Federal authorities arrested Dr. Meera Sachdeva in August and indicted her on 15 counts of Medicare and Medicaid fraud. She's accused of diluting cancer drugs and reusing needles at the Rose Cancer Center in Summit, Miss.
When the clinic was closed in July, the Health Department urged patients to get screened for Hepatitis B and C and HIV. There have been no reports of positive results -- until now.
The family of James Ralph Patterson Sr. has filed a lawsuit against the doctor claiming that he contracted HIV from the clinic.
Patterson was being treated at the facility for lung and brain cancer, reports the Associated Press. Before he died in July, he had contracted HIV. The infection allegedly weakened his immune system, contributing to his death.
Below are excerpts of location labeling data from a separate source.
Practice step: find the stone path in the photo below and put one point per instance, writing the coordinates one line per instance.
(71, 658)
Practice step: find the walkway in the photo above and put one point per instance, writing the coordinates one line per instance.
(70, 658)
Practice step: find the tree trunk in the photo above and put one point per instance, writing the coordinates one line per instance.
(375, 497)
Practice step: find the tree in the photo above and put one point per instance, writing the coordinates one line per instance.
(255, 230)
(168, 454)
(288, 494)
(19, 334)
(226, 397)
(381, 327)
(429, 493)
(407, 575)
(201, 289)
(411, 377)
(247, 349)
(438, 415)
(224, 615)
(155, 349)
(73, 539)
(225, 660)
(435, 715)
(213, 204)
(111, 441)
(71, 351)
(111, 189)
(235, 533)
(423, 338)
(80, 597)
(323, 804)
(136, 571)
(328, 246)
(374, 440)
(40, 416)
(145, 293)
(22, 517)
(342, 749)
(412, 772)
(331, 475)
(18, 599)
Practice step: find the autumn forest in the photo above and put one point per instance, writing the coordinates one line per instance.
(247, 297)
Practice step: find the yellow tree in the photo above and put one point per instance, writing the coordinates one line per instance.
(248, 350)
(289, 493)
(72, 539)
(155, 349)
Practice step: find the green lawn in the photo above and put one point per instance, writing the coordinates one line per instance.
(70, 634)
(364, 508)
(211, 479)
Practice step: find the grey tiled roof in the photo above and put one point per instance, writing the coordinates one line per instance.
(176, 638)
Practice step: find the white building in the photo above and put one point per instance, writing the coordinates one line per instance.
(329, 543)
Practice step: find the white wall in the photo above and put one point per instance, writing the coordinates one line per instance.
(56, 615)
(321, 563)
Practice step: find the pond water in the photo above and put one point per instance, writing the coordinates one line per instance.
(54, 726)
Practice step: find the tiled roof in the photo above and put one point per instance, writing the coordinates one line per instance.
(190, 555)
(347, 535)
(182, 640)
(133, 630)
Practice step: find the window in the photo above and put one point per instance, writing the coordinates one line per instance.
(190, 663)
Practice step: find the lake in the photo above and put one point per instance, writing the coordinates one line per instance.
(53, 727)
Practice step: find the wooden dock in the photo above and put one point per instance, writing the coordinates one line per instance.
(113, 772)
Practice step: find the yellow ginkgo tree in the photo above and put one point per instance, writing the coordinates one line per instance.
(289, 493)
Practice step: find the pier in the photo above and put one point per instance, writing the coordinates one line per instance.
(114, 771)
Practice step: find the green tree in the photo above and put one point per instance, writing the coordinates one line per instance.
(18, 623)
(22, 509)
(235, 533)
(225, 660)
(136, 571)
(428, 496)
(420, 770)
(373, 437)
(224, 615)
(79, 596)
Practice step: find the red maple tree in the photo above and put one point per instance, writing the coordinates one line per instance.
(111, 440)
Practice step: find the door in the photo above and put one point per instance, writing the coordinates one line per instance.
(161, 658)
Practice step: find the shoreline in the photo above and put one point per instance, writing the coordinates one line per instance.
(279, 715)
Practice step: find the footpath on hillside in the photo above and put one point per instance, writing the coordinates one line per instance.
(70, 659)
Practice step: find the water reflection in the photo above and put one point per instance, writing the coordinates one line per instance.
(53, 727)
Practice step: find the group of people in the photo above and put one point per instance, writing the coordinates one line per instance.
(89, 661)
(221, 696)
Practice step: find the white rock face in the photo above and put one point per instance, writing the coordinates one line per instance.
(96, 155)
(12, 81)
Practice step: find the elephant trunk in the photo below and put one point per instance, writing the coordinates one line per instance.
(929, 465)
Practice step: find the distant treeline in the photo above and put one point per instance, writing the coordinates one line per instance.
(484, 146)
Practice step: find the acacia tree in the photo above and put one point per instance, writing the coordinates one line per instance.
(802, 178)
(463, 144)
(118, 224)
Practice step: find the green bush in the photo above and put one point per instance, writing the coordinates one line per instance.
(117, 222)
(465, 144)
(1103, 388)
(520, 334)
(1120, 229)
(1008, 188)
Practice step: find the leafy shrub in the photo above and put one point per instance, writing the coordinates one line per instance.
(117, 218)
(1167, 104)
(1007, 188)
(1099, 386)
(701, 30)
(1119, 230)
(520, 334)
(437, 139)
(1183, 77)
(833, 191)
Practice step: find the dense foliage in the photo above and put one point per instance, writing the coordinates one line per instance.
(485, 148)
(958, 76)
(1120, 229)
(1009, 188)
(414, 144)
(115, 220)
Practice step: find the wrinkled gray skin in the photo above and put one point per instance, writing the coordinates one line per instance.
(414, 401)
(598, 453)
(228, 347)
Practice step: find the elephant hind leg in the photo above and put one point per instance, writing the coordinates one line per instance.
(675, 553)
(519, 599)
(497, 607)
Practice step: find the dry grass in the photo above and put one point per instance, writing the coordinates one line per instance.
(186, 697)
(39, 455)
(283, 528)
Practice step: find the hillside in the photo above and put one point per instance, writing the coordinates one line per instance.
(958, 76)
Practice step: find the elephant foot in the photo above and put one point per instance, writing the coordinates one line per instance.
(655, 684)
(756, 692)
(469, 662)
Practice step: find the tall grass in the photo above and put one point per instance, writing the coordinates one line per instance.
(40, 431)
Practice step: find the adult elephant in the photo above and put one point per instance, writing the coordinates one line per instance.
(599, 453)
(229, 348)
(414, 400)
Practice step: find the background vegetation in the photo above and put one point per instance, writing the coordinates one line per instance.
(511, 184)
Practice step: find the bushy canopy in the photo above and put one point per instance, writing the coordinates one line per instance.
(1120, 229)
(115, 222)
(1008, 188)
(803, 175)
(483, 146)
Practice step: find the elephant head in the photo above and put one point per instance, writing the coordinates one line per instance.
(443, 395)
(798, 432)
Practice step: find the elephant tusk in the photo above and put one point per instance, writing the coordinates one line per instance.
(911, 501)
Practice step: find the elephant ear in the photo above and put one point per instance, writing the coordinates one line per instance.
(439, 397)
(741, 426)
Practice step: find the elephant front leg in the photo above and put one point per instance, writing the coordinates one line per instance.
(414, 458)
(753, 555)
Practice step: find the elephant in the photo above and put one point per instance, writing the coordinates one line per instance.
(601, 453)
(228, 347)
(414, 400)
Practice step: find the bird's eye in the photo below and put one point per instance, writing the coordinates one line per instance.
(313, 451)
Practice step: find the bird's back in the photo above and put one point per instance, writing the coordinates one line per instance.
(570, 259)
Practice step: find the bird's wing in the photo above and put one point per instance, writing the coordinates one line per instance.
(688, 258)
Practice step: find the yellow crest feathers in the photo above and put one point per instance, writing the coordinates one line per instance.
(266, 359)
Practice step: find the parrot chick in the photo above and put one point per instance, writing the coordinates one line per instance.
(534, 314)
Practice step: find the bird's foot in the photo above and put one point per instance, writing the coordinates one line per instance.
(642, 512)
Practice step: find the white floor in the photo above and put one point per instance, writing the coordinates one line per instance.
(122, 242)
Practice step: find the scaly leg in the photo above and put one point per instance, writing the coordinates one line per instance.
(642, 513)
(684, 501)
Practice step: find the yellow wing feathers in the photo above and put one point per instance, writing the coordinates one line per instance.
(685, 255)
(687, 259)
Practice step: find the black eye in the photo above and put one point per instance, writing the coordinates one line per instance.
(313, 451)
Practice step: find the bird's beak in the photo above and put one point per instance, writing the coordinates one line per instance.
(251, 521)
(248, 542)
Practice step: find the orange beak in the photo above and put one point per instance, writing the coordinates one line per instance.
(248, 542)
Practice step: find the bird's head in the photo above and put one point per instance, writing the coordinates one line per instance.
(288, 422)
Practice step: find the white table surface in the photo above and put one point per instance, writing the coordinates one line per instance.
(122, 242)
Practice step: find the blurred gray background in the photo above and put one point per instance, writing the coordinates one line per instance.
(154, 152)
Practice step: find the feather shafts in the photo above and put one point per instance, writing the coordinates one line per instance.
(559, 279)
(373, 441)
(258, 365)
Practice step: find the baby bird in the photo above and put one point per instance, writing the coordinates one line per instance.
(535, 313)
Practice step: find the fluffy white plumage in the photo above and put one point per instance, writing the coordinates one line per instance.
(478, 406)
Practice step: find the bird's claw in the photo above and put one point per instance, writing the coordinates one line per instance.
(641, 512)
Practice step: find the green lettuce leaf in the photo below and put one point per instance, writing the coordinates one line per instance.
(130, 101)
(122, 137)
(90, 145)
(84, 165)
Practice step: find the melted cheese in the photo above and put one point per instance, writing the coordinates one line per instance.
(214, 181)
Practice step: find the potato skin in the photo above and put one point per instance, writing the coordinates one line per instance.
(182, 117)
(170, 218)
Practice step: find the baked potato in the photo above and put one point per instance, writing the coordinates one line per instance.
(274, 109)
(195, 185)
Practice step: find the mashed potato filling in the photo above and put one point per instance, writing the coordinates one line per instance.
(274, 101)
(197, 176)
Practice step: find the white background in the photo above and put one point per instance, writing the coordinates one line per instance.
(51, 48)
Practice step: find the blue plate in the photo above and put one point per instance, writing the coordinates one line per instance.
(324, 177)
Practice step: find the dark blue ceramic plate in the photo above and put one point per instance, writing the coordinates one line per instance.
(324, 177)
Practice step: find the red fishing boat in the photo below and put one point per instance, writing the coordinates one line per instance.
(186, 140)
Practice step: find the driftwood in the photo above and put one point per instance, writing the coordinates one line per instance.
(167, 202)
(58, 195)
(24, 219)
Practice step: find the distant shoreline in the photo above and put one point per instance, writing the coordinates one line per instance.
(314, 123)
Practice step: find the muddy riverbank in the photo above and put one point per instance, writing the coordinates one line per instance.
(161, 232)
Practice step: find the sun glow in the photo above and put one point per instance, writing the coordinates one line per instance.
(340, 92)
The lawsuit requests $500,000 in actual damages and an unspecified amount in punitive damages. That amount will greatly depend on whether Meera Sachdeva is convicted, according to a statement made by the Patterson's attorney.
This is because Mississippi has capped punitive damages in a unique way. Punitive damage awards are based on a defendant's net worth. For example, defendants worth between $50 million and $100 million cannot be made to pay more than $2.5 million in punitive damages.
That is, unless they were convicted of a felony for the conduct that caused the injury.
Meera Sachdeva falls into the cap category that limits punitive damages to 2% of her net worth. If she's convicted of Medicare and Medicaid fraud, that limit won't apply. If the government doesn't first seize all of her money, the Pattersons could end up taking all that she's worth.